Counselor, Counselor
When did everyone's problems become mine?
A week before, I was just a friend and not a counselor
I was a kid with a smile and shoulder to offer
I just didn't know that everyone would want it for their resting place or their tears
The first time was sad, but I said I was strong - I can handle it, it's okay
His name is Jeffrey.
I know you warned me not to date him
I know you said it was a bad idea
But now I'm here to tell you it wasn't a bad idea
It was the worst one.
He climbed in my window last night while I was asleep
And he held me down to my dirty sheets
But who will believe the school whore if she talks about the boy next door?
The second time I was weighed down, but I promised I'd stand - I'll take your pain, don't cry
I try so hard, I really do
It's just that sometimes everything is just too much
My parents focus on my little brother
Sometimes I think that he's okay, but sometimes I know he's not
He's in a wheelchair now
And I can't ask my parents for help on my math
I swear I pray and come to God
But sometimes my skin prays to my knife and my knife comes to my skin
The third time I was afraid, but I looked darkness in the eyes - I won't leave you, I swear
I trusted him, you know
I thought he was a really good guy
So when he invited me over, I said okay
I just didn't know I'd be forced to stay
He kept me in the closet with his daughter
She was nine
He'd drag us out when he wanted and threw us back in when he was done
Sometimes he would feed us but never enough
I'd usually give mine to my best friend in that closet
But one day she couldn't accept
Because pregnant with her father's child, she was dead
And I was so angry and scared
He left the closet unlocked and I saw his gun
I put it in my mouth
But he came back
I pointed it at him but my hands shook
So I shot him in the foot
When the police came, I was gone
But he was there and so was my dead best friend
He's going to die tomorrow for what he did to her
But I'm afraid that I'll never be able to tell anyone about who she was
Instad of a victim of a father who was
The fourth time I was broken, but I used a staff to keep myself up - I said hit me, it won't hurt
The police arrested me for something I didn't do
I was with my friends at the school
When they came asking about the words on the walls
I didn't do it, couldn't have
The words were too old for could haves
But they hauled me away for plastering walls
That hadn't been touched
And I remember crying and thinking
Would they have believed me if I was white?

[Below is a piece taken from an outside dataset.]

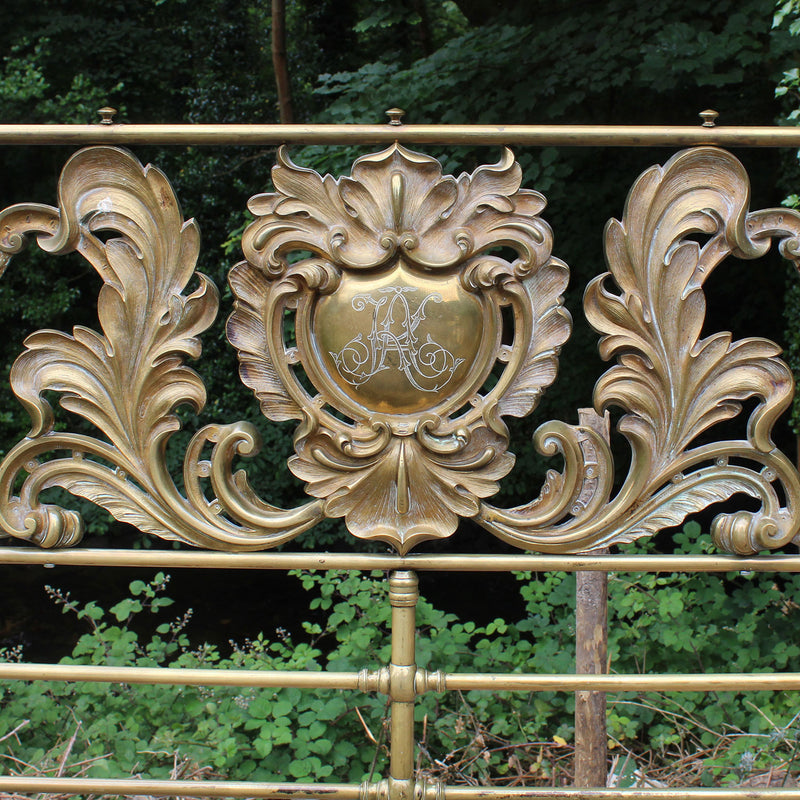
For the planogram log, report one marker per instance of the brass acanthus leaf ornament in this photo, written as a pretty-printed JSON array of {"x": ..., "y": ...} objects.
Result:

The sixth time I was falling apart, but I held myself together - I said I'm here 'till I die, come here
I know people can be mean
I'm used to it, I can honestly say
But I look in the mirror and I see nothing
Nothing but rolls and fat and ugly
I know I should eat
And I know I shouldn't cut
And I know I should speak up
But everytime I get somewhere
I see myself in the mirror
And I know that it's not other people that are mean to me - It's just me
The sixth time I couldn't see through my tears, but I looked up - I said God, please help me
I have so many friends
And I love them all dearly
But what am I supposed to do for them?
Their stories all touch me and break me and bend me
I try so hard but it's like nothing I can handle
Why can't I fix the world for them?
Why can't I make everything better?
Because they come to me time and time again
And they hand me their weights to haul on my back
But what am I if I can't make a sound?
I'm useless and I can't understand the world's hate
And God stood in all his glory and touched my heart - God said My child, let me take the weight
And he took my weight
And I could stand
And then he said Now that that's done, why don't you tell me your story?